К примеру, вы знаете, что ранний диагноз рака молочной железы обеспечивает успешное лечение большинства больных? Пятилетняя выживаемость при лечении локализованной формы I-II стадии составляет 90%. Поэтому всегда очень и очень важно внимательно следить за здоровьем.
Даже на операционном столе мы с врачами умудрялись шутить. Удаление лимфоузла занимало около 40 минут, все проводилось под местным наркозом типа лидокаина, который постоянно подкалывали при ослаблении результата. Если бы на операционном столе пришлось лежать тихо, как мышь, меня убила бы паника, поэтому оба хирурга болтали со мной без умолку – про свою практику работы в ожоговых отделениях, про больницу скорой помощи, про практику студентов в морге, после чего я очень просила не зашивать меня, как труп, потому что там стежки некрасивые. Доктор торжественно поклялась зашить разрез крестиком.
Зашивал меня все тот же хирург с небесно-голубыми глазами. Перевалившись через меня, стоя слева, он зашивал разрез, находящийся справа, предварительно уперевшись локтем в мою грудную клетку. Зашил и отошел, убрав локоть – дал мне вдохнуть полной грудью. На мою реплику о том, что я наконец-то дышу нормально, потому что доктор больше не пытается перекрыть мне кислород, моя врач констатировала, что это был всего лишь метод заигрывания с симпатичной девушкой-пациенткой.
Этап пятый. Принятие
Операция была завершающим этапом исследования. Лимфоузел отвезли в 9-ю больницу, где имелась возможность провести исследования не на биологическом, а на более глубоком клеточном уровне. Анализ должен был определить само заболевание и степень, чтобы после можно было подбирать лечение. Сказать, что в день получения результата вся моя бравада и самомотивация скрылись в неизвестном направлении – значит ничего не сказать. Все, что я могла, – это молиться и просить у Бога «хотя бы степень поменьше». Я протоптала приличный пласт линолеума около кабинета, наворачивая круги, потому что сидеть было невозможно. А потом врач позвала в кабинет.
Доктор достала результаты и сказала те слова, которые я все еще считаю самыми главными в жизни. Прозвучало почти как признание в любви: «Диагноз не подтвердился.

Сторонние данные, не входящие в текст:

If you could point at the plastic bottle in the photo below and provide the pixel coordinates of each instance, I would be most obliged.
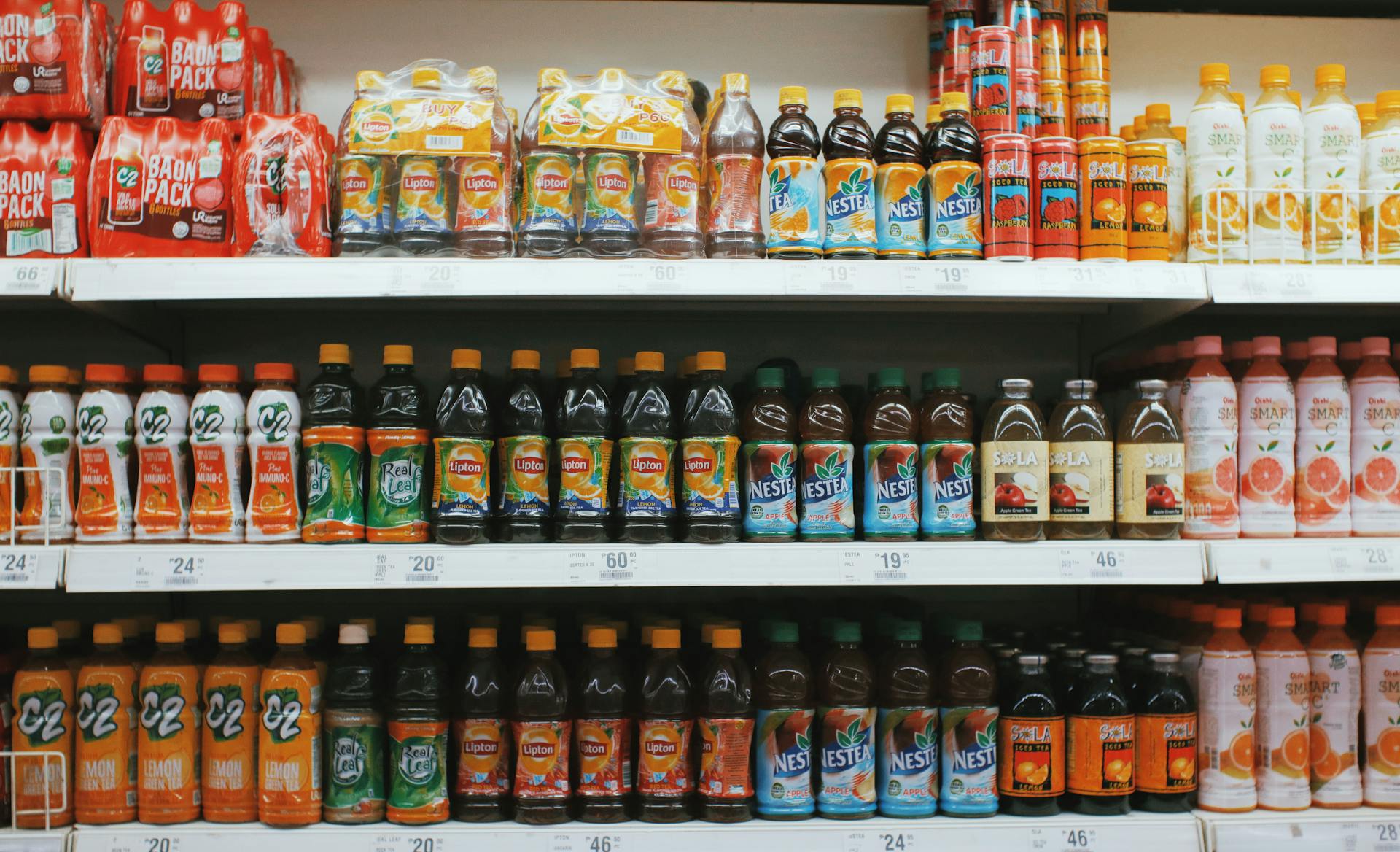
(398, 439)
(104, 747)
(273, 454)
(734, 173)
(849, 144)
(333, 442)
(797, 190)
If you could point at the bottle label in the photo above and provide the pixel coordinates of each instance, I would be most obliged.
(847, 748)
(828, 503)
(901, 209)
(1148, 484)
(542, 759)
(709, 482)
(584, 465)
(1014, 479)
(908, 768)
(724, 759)
(796, 205)
(1101, 756)
(1081, 481)
(783, 764)
(892, 488)
(850, 205)
(335, 484)
(482, 757)
(418, 764)
(770, 489)
(524, 473)
(969, 771)
(1334, 735)
(1031, 763)
(604, 757)
(462, 479)
(948, 485)
(1167, 753)
(646, 479)
(397, 511)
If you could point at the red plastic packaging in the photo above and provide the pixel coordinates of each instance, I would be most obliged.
(44, 191)
(161, 190)
(205, 53)
(280, 188)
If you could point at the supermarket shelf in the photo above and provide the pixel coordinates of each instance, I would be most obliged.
(217, 568)
(1136, 833)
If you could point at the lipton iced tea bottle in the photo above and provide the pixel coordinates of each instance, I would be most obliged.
(1081, 464)
(398, 444)
(523, 454)
(584, 453)
(333, 447)
(481, 733)
(216, 436)
(230, 736)
(167, 746)
(850, 181)
(104, 765)
(1014, 465)
(289, 736)
(797, 190)
(541, 732)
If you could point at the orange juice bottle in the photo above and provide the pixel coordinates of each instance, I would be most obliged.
(1284, 710)
(230, 737)
(1336, 724)
(289, 739)
(167, 746)
(103, 768)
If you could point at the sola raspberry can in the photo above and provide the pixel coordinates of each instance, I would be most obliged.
(1006, 166)
(1054, 188)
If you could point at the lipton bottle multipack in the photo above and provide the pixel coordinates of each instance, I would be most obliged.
(185, 62)
(44, 181)
(280, 188)
(161, 190)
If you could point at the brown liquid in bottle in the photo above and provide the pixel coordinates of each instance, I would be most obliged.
(1014, 465)
(1081, 465)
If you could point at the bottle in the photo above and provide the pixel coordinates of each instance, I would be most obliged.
(734, 170)
(398, 441)
(354, 733)
(1323, 482)
(1031, 759)
(1284, 710)
(333, 447)
(1331, 147)
(602, 732)
(646, 453)
(1216, 164)
(826, 509)
(710, 456)
(541, 733)
(954, 152)
(1014, 465)
(797, 190)
(104, 748)
(273, 450)
(946, 453)
(289, 739)
(1081, 464)
(968, 710)
(217, 438)
(850, 181)
(1210, 414)
(901, 182)
(167, 746)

Болезнь не обнаружена. Вы можете вернуться домой». Наверное, в тот момент мне надо было броситься обнимать ее, целовать, кружить в танце или что-то там еще. Но я поступила самым непредвиденным образом: «Доктор, вы что, прикалываетесь?»

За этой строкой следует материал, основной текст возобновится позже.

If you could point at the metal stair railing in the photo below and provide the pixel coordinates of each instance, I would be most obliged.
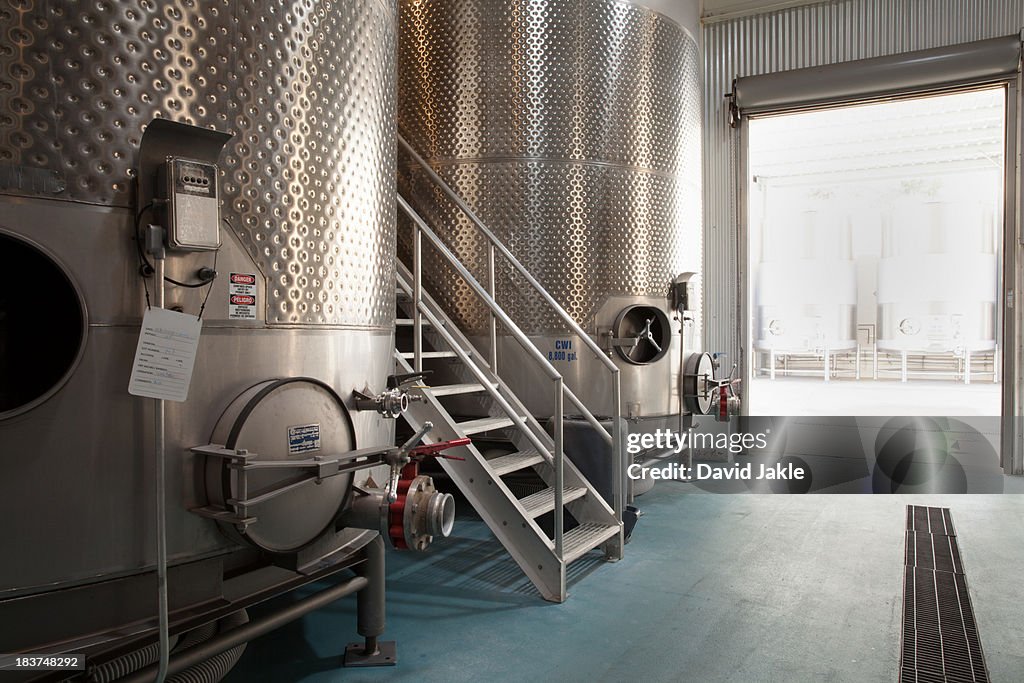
(486, 295)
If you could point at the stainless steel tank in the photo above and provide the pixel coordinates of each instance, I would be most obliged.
(572, 129)
(938, 279)
(806, 285)
(307, 90)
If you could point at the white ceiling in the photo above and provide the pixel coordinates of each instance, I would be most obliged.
(719, 9)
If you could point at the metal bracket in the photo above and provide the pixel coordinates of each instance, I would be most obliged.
(385, 655)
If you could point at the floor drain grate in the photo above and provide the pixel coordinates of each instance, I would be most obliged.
(940, 639)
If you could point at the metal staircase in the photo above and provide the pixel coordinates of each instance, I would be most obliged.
(515, 521)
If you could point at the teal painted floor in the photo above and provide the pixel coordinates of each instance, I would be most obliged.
(713, 588)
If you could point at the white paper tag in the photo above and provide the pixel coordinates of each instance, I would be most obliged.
(165, 355)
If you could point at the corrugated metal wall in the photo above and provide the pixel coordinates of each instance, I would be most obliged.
(807, 36)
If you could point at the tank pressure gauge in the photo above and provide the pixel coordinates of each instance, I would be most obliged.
(193, 205)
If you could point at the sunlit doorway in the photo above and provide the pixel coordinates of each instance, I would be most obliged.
(875, 235)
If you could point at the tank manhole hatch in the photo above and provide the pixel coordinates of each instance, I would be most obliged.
(939, 641)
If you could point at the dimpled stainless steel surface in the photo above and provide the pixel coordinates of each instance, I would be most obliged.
(572, 129)
(306, 87)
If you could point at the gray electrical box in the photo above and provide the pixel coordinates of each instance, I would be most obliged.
(193, 204)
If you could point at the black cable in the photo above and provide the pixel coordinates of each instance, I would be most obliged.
(209, 291)
(143, 264)
(146, 269)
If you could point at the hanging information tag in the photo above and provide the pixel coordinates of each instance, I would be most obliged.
(165, 355)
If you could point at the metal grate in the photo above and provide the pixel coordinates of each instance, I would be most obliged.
(940, 639)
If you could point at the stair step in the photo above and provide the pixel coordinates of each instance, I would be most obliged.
(453, 389)
(409, 355)
(585, 538)
(483, 424)
(515, 462)
(544, 501)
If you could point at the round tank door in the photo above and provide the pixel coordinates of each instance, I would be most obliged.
(642, 334)
(280, 421)
(42, 326)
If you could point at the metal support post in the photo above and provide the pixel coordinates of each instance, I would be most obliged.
(370, 613)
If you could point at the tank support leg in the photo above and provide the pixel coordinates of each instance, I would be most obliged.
(370, 614)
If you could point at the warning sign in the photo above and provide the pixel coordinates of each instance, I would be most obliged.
(303, 438)
(242, 296)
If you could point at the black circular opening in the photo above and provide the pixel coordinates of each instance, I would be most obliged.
(649, 330)
(42, 326)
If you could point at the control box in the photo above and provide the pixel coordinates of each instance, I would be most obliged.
(193, 204)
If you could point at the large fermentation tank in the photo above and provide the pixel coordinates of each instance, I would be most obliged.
(306, 89)
(806, 286)
(938, 279)
(572, 129)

Это потом уже были слезы радости, валидол, валерьянка, носовые платки, звонки родне и прочие хаотические действия. Я снова открывала дверь ногой, выходя из больницы. Шла с таким чувством легкости и желания жить, как будто только что родилась. Позже в кругу близких поняла, что испытание прошла. Ведь для чего-то оно было дано. Может, для того, чтобы понять, жизнь – это не только зарабатывание денег, но и хобби, друзья и любимые? Что мне еще столько всего предстоит сделать, и на мелких пакостях и гадостях даже не стоит останавливать взгляд. Вот оно, принятие! Вот в чем лично для меня был смысл последнего этапа, который необходимо было осознать. А шрам справа на шее, который зашил крестиком хирург с голубыми глазами – теперь любимое место для поцелуев мужа.